Не претендую на истину в последней инстанции. Это только мое личное мнение


----------



## jaichus (24 Сен 2014)

diorel (24.09.2014, 12:55) писал:


> Могу обменять на готово-выборный S5,пишите на [email protected]


 на готово-выборном S5 сын сейчас учится в музучилище (2 курс). Это инструменты разного класса !


----------



## jaichus (24 Сен 2014)

Такой аккордеон ни за что б не меняли (исключительный звук, механика, легкий, - для дорогих халтур цены нет)- но нужен для учебы нормальный готово-выборный аккордеон (и только итальянский)


----------



## vev (24 Сен 2014)

А в какой Вы то сами бюджет хотите влезть? Ну допустим, Вы продали свой инструмент, какого класса готово-выборный Вы ожидаете? Какая доплата для Вас будет приемлемой?

Vignoni, Fantini - одна цена, Scandalli, Bugari, Pigini - совсем другая. Тот же Scandalli с разными голосами будет также отличаться по цене. 
Так вот 200 тр или 500 тр?


----------



## jaichus (24 Сен 2014)

vev (24.09.2014, 15:57) писал:


> А в какой Вы то сами бюджет хотите влезть? Ну допустим, Вы этот продали свой инструмент, какого класса готово-выборный Вы ожидаете? Какая доплата для Вас будет приемлемой?
> 
> Vignoni, Fantini - одна цена, Scandalli, Bugari, Pigini - совсем другая. Тот же Scandalli с разными голосами будет также отличаться по цене.
> Так вот 200 тр или 500 тр?


С учетом, что Menghini правоприемник Scandalli - хотелось бы что-то такого же уровня или чуть выше ( с доплатой) Но, к сожалению, мои познания в градации итальянских аккордеонов невысоки (с благодарностью приму ссылки на инфо по этому вопросу), почему собственно и обратился за помощью форумчан


----------



## vev (24 Сен 2014)

jaichus (24.09.2014, 17:54) писал:


> С учетом, что Menghini правоприемник Scandalli - хотелось бы что-то такого же уровня или чуть выше ( с доплатой) Но, к сожалению, мои познания в градации итальянских аккордеонов невысоки (с благодарностью приму ссылки на инфо по этому вопросу), почему собственно и обратился за помощью форумчан


Вот по поводу "правоприемников" и Menghini, как бренда, все не так просто. 
Для примера наберите "Menghini accordion" в любой поисковой системе. Поиск ничего вразумительного не даст. То же самое проделайте со "Scandalli" - миллионы совпадений. Здесь вступают в силу законы маркетинга: народ падок на раскрученные бренды и пройдет не задумываясь мимо лучшего, но не раскрученного товара. 
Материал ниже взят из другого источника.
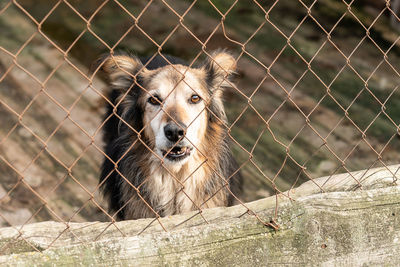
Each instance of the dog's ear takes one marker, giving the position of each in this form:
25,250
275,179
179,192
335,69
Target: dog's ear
218,72
120,70
219,69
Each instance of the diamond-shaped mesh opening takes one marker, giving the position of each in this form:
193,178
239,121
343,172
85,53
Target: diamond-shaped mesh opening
314,92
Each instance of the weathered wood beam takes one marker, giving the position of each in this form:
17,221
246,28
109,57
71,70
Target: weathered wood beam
338,227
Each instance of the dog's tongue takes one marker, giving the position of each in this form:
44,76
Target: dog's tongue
177,150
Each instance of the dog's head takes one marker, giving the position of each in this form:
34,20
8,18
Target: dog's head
176,103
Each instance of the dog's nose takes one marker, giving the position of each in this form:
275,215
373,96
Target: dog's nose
174,132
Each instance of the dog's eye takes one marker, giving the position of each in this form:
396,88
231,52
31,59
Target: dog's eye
154,100
195,99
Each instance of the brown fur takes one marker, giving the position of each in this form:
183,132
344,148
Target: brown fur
145,183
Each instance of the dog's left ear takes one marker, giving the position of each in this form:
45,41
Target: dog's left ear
219,69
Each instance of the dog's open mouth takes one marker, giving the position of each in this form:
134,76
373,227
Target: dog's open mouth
177,153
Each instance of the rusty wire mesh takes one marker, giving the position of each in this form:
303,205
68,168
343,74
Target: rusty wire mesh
314,96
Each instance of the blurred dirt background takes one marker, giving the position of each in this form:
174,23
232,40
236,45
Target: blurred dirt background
49,110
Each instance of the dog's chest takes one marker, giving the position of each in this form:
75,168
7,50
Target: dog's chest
171,194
Второе. Аккордеон стоимостью 150-200тр не так то просто продать. Как пирожки они не разлетаются. Сам продаю недешевый Scandalli и так чтобы отбивался от покупателей, так ведь нет. Поэтому выстраивание цепочки продажа-покупка займет изрядное время.

Если я правильно оцениваю уровень Вашего инструмента, то под Ваши требования попадает что-нибудь типа Scandalli Conservatorio с голосами класса Binci. Ценник на него в России (говорю о новом инструменте) не опустится ниже 10 кевро или полмиллиона на наши деревянные. Даже если Вы получите за свой инструмент 200 тр, доплата будет весьма существенной.
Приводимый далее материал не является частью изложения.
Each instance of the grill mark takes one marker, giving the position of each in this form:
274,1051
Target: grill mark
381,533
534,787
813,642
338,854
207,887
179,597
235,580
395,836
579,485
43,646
Если Вы готовы рассмотреть более бюджетный вариант, то с небольшой доплатой, наверное, можно купить новый Fantini. 

С б/у ценник пониже, но выбор все равно невелик. 
Удачи в продаже и покупке.

P.S. Позвоните Юре (Zet10, телефон в его профиле) может его заинтересует Ваш аппарат и Вы сможете обменять на что-то разумное


----------



## jaichus (25 Сен 2014)

Да, то что Вы пишите совершенно точно. Я надеюсь, что музыкант, который возьмет аккордеон в руки, услышит его звучание, все оценит. Наверное сейчас большинству, окончивших консерваторию, никак не обойтись без эстрадных, "варьетешных" выступлений (на одной классике не прожить ни музыканту, ни певцу, ни балерине - племянница танцевала в оперном театре  И вот для такой цели ну очень подойдет этот инструмент с его роскошным оформлением, восхитительным разливом (его уже слушали преподаватели) Ну а у нас на повестке сейчас - добротный академический инструмент. и, скорее всего, готово-выборный аккордеон самого высокого уровня (в моем понимании это Bugari, Scandalli), мы пока не потянем  хотя к этому стремимся ) Время пока есть


----------



## vev (25 Сен 2014)

jaichus (25.09.2014, 11:11) писал:


> добротный академический инструмент. и, скорее всего, готово-выборный аккордеон самого высокого уровня (в моем понимании это Bugari, Scandalli), мы пока не потянем  хотя к этому стремимся ) Время пока есть


Ну если академический, то есть еще Akko  Это правда будет баян в аккордеонном пиджачке, но вполне академический. Цельная планка со всеми вытекающими


----------